The first and easiest method is to use roller shades, vertical blinds or venetian blinds. The downside of this is that fabric quickly fades with exposure to the sun and having the curtains drawn all the time creates an unfriendly atmosphere to a house as viewed from outside. An outsider will subconsciously think that the resident is always sleeping or sick or just reclusive.

Another method to reduce solar gain is to use the house or villa construction. Especially for east and west facing windows that get a lot of light, building an awning above the window can reduce solar gain by up to 50%. Another method is to place a window under the over-hang of a roof.

 

  

A key consideration when planning windows for your villa is the frame material. The lower the conductivity of the frame material the less solar gain. The least conductive material is wood. The problem with wood is that it rots, especially in tropical weather  where there is a lot of humidity and rain. To combat the wetness make sure drainage is used and treat the wood. Unfortunately, the chemicals used to treat the wood are not environmentally friendly. To maximize the effectiveness of the treatment and minimize the impact on the environment get the wooden window frames chemically treated in the factory and not on-site. For more on the treatment of wood and its environmental impact check out NGS GreenSpec.

UPVC is becoming a popular frame material. It is low in conductivity (not as low as wood) and is durable. The downside is that it is a type of plastic and can ruin the aesthetic of a window in a Thai villa which might be aspiring to a traditional Thai feel. Finally, there are metal frames - they are the highest in conductivity but are very durable. Metal has a very modern feel and only suits modernist architecture in Thailand. Also it is the most expensive frame material.

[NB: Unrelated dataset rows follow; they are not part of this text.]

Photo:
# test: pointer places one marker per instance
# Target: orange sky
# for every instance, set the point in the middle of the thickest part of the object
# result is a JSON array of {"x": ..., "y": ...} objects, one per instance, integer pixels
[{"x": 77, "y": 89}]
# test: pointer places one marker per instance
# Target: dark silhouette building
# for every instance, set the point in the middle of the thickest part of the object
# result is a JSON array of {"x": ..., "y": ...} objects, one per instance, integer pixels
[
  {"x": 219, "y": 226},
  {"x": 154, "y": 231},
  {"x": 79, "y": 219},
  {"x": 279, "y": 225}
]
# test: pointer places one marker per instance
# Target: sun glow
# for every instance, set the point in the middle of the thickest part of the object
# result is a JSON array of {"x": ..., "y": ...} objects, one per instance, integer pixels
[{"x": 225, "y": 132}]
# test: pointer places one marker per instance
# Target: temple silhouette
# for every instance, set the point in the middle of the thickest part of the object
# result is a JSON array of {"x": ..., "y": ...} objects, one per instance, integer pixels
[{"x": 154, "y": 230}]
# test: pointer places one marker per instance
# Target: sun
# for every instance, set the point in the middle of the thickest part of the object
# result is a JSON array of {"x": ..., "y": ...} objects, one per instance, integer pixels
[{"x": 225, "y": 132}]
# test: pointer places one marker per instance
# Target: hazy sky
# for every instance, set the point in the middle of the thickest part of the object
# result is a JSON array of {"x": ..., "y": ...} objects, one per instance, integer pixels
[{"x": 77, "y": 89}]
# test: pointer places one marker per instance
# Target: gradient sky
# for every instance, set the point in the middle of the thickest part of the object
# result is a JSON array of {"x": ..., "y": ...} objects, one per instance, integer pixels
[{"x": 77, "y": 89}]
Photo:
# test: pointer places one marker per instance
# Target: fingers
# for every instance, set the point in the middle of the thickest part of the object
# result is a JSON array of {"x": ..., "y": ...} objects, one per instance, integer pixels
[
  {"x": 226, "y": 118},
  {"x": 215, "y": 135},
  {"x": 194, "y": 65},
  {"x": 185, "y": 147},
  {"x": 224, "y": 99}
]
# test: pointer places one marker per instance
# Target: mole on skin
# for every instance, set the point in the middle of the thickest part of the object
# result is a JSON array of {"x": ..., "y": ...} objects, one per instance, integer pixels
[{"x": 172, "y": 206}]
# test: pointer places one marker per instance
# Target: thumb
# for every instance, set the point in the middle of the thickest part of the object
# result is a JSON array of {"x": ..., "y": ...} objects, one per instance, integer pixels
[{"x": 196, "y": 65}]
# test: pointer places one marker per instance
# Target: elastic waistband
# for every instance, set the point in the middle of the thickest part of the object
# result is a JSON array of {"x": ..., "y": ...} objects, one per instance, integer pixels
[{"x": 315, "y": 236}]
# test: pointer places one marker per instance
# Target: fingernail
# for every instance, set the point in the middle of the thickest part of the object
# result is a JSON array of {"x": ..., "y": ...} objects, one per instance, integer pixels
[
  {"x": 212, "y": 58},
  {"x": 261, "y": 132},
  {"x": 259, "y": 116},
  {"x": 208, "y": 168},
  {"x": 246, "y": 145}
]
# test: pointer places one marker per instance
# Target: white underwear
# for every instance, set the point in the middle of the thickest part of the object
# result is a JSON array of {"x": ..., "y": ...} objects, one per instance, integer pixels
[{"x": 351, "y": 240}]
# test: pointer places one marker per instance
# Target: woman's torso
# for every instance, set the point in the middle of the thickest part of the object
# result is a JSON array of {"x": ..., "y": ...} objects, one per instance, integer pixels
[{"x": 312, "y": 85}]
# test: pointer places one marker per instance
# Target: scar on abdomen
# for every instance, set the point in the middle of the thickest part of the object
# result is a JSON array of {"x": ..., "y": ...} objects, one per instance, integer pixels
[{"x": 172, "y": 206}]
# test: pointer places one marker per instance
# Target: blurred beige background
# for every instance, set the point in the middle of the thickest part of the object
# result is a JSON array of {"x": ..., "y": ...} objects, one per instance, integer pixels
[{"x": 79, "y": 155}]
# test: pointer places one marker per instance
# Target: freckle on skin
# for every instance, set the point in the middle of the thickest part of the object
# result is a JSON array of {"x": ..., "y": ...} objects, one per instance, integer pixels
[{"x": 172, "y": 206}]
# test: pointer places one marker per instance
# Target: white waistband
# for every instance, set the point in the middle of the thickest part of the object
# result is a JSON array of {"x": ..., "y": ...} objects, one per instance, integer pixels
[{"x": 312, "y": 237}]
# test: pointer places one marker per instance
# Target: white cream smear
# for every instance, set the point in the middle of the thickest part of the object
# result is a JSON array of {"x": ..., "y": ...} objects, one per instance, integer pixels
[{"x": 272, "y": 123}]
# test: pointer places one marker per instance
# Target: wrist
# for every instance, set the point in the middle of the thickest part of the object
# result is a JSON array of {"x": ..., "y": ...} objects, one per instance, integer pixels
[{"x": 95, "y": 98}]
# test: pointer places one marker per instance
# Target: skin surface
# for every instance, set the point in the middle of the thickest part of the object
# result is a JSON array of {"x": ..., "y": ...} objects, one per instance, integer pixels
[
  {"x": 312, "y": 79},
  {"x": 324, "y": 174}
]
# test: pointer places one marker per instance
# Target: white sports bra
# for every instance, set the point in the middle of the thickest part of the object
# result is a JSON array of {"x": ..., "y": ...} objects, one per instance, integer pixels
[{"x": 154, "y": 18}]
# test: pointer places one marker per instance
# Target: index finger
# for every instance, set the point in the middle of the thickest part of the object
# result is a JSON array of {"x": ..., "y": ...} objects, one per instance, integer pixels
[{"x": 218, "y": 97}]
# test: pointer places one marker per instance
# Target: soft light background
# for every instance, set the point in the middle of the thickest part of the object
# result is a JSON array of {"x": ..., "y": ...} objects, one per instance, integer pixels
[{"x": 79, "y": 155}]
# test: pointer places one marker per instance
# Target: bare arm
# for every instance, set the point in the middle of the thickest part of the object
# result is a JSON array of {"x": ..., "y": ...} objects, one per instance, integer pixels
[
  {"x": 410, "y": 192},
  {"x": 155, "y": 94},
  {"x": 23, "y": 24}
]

The final way to combat solar gain is through using something other than just plain glass. Glass is tinted by changing the chemical properties of glass. Tinted glass absorbs light and heat considerably better than normal glass. In some cases tinted glass can absorb as much as 50% of the heat coming from the sun. Unfortunately, a lot of that heat later seeps into the room via convection and radiation. And the other downside with tinted glass is that it dramatically reduces the amount of light let into a room.

 

  

The latest method to reduce solar gain through windows is to put a low-e coating on the glass. A low-e coating is a layer of metal only a few molecules in thickness. Most window manufacturers now put low-e coatings on all their windows. A low-e coating is very effective against solar gain. One coating is the equivalent of adding another pane of glass between a room and the sunlight. Low-e coatings are also better than tinted glass because they don't reduce the lighting in a room very dramatically. For more about the different types of low-e coating and ways of measuring solar gain read bobvila.com.

Windows are a integral part of what makes a villa feel 'luxurious'. The psychology is obvious - windows promote a feeling of light, space and airiness, they provide panoramas of sea, mountain and jungle, they promise the immediacy of decking and pool, they bring the outside into the house and connect the two. A room with a view is a good room. A room without a view or even without a window is a prison cell. No windows equals claustrophobia and depression. The question is how to have windows and light without overheating your living space.